Nsight Compute can't profile Waveglow (PyTorch application)


I tried to profile https://github.com/NVIDIA/waveglow by this command:

nv-nsight-cu-cli --export ./nsight_output ~/.virtualenvs/waveglow/bin/python3 inference.py -f <(ls mel_spectrograms/*.pt) -w waveglow_256channels.pt -o . --is_fp16 -s 0.6

Python command is from instruction of https://github.com/NVIDIA/waveglow#generate-audio-with-our-pre-existing-model , and it works with Nsight System, not Nsight Compute.
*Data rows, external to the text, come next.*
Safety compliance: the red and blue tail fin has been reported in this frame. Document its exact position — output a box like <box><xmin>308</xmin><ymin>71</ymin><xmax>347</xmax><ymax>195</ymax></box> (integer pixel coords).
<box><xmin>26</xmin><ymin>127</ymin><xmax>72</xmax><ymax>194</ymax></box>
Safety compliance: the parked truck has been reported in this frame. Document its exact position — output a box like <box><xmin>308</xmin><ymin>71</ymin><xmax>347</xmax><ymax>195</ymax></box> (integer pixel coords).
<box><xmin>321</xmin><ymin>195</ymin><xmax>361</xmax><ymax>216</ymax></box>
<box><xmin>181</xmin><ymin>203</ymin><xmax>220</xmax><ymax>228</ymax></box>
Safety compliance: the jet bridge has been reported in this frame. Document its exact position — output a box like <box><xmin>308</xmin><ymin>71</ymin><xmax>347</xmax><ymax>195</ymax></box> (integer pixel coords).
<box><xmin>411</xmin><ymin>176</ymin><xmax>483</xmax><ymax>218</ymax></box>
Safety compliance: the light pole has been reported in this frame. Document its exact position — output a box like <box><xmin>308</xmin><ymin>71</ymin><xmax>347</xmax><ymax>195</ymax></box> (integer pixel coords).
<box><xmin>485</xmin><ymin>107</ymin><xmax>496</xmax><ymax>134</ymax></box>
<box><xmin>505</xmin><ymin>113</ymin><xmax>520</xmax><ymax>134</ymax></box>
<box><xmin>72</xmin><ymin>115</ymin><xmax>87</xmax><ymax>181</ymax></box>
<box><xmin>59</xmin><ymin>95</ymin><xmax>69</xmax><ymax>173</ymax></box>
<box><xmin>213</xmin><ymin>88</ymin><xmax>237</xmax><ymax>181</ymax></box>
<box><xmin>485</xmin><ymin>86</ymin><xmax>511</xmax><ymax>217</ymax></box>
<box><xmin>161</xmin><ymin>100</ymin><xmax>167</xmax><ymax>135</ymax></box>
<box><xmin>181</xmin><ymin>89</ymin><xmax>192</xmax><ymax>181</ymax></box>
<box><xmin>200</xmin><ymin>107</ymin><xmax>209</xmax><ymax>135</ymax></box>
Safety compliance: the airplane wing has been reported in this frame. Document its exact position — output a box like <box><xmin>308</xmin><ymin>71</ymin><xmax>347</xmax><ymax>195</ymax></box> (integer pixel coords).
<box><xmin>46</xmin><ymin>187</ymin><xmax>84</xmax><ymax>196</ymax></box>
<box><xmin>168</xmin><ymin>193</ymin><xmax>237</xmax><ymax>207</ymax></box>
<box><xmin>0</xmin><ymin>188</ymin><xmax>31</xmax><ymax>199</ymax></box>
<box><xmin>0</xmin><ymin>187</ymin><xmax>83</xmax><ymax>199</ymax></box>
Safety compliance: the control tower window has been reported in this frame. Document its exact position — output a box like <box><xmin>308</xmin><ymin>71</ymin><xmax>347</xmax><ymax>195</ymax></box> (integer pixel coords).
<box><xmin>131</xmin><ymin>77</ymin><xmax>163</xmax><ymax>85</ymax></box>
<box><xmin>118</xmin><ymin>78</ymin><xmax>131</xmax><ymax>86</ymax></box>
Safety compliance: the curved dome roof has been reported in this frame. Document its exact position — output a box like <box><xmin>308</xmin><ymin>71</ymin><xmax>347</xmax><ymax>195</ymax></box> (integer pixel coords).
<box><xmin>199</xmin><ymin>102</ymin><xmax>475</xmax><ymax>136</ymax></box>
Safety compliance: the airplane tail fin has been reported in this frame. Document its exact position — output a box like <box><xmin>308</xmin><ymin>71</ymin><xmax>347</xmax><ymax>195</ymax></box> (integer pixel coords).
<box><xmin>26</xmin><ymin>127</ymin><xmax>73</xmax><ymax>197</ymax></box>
Profiling doesn't end printing this log; so I pressed Ctrl+C. Also, It profiles only one kernel but I have more kernels. (checked by Nsight Systems)

...
==PROF== Profiling "weight_norm_fwd_first_dim_ker..." - 286: 0%....50%....100% - 48 passes
==PROF== Profiling "weight_norm_fwd_first_dim_ker..." - 287: 0%....50%....100% - 48 passes
==PROF== Profiling "weight_norm_fwd_first_dim_ker..." - 288: 0%....50%....100% - 48 passes
==PROF== Profiling "weight_norm_fwd_first_dim_ker..." - 289: 0%....50%....100% - 48 passes
==PROF== Profiling "weight_norm_fwd_first_dim_ker..." - 290: 0%....50%....100% - 48 passes
==PROF== Profiling "weight_norm_fwd_first_dim_ker..." - 291: 0%....50%....100% - 48 passes
==PROF== Profiling "weight_norm_fwd_first_dim_ker..." - 292: 0%....50%....100% - 48 passes
==PROF== Profiling "weight_norm_fwd_first_dim_ker..." - 293: 0%....50%....100% - 48 passes
==PROF== Profiling "weight_norm_fwd_first_dim_ker..." - 294: 0%....50%....100% - 48 passes
==PROF== Profiling "weight_norm_fwd_first_dim_ker..." - 295: 0%....50%....100% - 48 passes
==PROF== Profiling "weight_norm_fwd_first_dim_ker..." - 296: 0%....50%...^C
==PROF== Received signal, trying to shutdown target application
 - 43 passes
==ERROR== Failed to profile kernel "weight_norm_fwd_first_dim_ker..." in process
==ERROR== An error occurred while trying to profile.
==ERROR== An error occurred while trying to profile
==PROF== Report: nsight_compute_result.nsight-cuprof-report

OS: CentOS Linux 7, Nsight Compute (2019.3.1, Build 26317742), GPU: Tesla V100-PCIE-32GB

How can I fix this?


Solution

  • I don't think there is any error here, the tool behaves as expected. It does not profile only one kernel, it profiled 296 kernel launches already in your log output (which appear to all be from one kernel function).

    You can control the number or types of kernels that are profiled using e.g. the --launch-count or the --kernel-regex options. You can also control the metrics collected for each kernel using --metrics and --section, as collecting fewer metrics reduces the overhead of the tool.

    See https://docs.nvidia.com/nsight-compute/NsightComputeCli/index.html#command-line-options for more available command line options.